Contrarily, what happens in the run-of-the-mill Incredible Hulk from 2008 (election year, perhaps we were distracted)? We get a transformation way earlier, see him beat people up, lose all suspense and end up liking Ed Norton ’cause he’s likable and not quite seeing what people see in Liv Tyler. It’s rote, all totally expected, and there’s nothing the least bit interesting that happens. On some level I enjoy the action, I guess, but it’s just so standard. It just sort of washes over me, scope-less.
Going over all this, and having mentioned it earlier, I’m now having the discussion aloud with myself about Spider-Man 3. I don’t want to drag things out any more, but I’ll say this: The film is overstuffed and owed its villains more development. But it’s not un-enjoyable. Can the same be said of X-Men: The Last Stand? I think not. Are there things to like in The Incredible Hulk? A few. It’s fun to see comic characters fighting on the big screen. That’s about it. The imagination stops right there.
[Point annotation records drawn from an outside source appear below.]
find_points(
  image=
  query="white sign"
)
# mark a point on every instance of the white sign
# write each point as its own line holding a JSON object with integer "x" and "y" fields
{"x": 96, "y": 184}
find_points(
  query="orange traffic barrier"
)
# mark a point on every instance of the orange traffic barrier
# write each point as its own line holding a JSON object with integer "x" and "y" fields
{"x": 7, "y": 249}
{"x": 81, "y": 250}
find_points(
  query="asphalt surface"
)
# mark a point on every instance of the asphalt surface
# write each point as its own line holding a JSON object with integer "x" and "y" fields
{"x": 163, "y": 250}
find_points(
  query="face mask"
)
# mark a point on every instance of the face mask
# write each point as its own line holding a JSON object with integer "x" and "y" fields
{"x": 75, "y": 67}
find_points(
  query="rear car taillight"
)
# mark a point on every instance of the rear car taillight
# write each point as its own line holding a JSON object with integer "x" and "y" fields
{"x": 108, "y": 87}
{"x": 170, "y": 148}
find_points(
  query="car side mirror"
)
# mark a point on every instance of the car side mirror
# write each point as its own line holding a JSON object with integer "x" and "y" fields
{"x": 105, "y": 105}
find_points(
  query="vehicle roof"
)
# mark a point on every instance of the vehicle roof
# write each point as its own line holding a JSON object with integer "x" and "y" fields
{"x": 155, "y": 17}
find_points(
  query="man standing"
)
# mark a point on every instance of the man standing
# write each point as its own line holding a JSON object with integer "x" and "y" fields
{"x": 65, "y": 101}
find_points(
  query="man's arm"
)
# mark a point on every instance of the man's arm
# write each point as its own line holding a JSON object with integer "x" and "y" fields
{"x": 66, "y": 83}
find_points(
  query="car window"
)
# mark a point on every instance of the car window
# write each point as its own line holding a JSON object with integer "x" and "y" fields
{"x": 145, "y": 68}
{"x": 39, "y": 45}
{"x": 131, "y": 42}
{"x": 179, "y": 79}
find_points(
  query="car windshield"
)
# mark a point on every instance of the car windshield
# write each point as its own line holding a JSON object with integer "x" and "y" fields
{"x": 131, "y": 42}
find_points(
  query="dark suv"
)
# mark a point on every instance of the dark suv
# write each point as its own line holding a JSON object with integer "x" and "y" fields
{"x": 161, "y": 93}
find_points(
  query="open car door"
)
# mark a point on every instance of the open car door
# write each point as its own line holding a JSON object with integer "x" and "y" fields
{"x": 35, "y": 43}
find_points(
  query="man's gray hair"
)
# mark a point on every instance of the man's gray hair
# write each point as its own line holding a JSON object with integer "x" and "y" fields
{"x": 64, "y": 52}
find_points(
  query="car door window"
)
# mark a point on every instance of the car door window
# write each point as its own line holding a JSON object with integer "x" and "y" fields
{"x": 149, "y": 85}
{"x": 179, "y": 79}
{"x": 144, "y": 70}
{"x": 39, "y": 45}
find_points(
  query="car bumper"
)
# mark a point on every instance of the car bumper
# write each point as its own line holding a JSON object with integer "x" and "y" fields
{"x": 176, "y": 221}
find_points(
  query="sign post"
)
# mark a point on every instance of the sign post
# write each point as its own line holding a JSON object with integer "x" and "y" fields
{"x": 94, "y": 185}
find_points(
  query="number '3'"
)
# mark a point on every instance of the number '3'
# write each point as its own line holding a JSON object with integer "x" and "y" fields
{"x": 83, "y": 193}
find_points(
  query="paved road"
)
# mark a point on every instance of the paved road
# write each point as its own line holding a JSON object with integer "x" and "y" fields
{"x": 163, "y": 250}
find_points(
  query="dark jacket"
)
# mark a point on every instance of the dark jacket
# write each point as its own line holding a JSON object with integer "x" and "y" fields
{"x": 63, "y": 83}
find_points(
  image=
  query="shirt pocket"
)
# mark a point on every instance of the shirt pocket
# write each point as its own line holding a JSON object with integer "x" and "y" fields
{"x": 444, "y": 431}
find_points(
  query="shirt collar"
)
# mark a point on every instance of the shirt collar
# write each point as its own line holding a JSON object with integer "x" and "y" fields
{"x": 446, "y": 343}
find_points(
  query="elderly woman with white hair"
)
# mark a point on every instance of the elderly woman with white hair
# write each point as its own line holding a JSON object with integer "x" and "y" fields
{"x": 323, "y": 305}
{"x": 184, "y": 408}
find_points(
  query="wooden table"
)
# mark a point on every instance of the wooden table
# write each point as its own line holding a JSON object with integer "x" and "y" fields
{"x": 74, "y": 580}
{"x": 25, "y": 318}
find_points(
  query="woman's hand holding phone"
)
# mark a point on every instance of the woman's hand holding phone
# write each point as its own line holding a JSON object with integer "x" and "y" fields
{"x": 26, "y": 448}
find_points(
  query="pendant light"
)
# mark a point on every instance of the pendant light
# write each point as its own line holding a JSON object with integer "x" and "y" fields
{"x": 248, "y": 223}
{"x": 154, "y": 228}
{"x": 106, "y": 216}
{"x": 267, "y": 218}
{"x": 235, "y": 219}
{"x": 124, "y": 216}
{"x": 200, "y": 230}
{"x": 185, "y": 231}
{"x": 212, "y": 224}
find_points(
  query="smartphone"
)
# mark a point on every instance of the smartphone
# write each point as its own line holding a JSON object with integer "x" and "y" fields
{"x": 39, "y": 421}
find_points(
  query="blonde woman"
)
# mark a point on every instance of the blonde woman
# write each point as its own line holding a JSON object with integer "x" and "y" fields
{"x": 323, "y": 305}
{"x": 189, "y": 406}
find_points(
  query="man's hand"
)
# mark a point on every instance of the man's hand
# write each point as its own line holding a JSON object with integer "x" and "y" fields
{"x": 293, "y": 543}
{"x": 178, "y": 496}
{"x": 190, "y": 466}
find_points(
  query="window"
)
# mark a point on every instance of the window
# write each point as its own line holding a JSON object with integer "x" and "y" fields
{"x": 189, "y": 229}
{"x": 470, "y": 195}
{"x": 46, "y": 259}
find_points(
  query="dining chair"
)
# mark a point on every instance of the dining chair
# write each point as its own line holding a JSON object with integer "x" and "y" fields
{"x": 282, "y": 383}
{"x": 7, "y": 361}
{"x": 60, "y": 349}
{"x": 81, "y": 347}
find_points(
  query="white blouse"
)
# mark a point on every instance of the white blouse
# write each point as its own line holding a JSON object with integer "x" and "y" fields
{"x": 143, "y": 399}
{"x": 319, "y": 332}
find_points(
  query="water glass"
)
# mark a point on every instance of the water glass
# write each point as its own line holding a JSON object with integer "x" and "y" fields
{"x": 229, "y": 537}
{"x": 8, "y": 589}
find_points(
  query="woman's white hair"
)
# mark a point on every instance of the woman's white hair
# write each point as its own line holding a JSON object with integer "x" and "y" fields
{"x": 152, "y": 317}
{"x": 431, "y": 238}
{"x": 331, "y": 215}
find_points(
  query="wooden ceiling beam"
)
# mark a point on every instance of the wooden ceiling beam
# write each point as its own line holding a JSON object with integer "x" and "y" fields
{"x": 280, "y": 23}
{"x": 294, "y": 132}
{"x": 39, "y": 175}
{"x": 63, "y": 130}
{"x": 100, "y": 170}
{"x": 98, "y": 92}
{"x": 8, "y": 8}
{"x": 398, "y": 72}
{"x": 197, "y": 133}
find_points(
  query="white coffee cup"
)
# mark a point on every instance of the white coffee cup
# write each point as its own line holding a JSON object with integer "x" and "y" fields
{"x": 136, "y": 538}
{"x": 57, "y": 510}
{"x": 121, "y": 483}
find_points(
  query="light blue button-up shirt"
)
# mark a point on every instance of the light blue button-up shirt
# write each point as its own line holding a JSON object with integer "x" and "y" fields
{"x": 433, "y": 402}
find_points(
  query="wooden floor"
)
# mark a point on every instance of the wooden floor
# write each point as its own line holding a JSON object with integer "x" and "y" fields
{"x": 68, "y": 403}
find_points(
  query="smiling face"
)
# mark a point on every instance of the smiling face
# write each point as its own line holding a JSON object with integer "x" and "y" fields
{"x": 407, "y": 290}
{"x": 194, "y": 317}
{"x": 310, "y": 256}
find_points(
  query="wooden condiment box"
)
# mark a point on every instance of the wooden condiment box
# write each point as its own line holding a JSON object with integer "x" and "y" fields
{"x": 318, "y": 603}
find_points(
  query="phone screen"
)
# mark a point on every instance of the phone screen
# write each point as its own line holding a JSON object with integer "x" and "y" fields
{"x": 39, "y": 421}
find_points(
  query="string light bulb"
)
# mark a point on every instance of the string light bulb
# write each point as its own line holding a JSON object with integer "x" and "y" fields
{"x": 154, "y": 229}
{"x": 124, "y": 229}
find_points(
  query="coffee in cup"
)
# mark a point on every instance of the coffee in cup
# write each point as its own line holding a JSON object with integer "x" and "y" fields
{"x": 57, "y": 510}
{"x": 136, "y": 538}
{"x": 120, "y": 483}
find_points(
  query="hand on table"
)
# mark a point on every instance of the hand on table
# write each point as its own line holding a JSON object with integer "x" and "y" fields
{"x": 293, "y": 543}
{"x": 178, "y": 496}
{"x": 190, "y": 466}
Ang Lee’s third act sees a 10-minute fight sequence between the Hulk and the military spanning a good chunk of the northwestern United States, and closes with a fight between father and son, the former of which having just become a lightning monster. “Yeah, but he got to fight Abomination in the sequel!” Yeah, right. Hulk’s greatest physical adversary apart from Hall of Fame, intra-universe exchange-program confrontations, and he defeats him by choking him out with a chain. What is this, fucking Road House?
If you have any conception of how strong the Hulk is supposed to be, seeing that should be a massive disappointment (let me put it this way: Hulk fought The Sentry to a standstill, indicating at the very least he has the power of a million exploding suns).
Ang Lee’s Hulk may wax a little cerebral and dwell on the more funereal components of its broader skeletal structure, but it’s about a thousand times more interesting and creative than its alleged superior in The Incredible Hulk from five years later. The CGI works amazingly well, the payoff is surprisingly satisfying, and the whole enterprise exudes extreme care from conception to execution.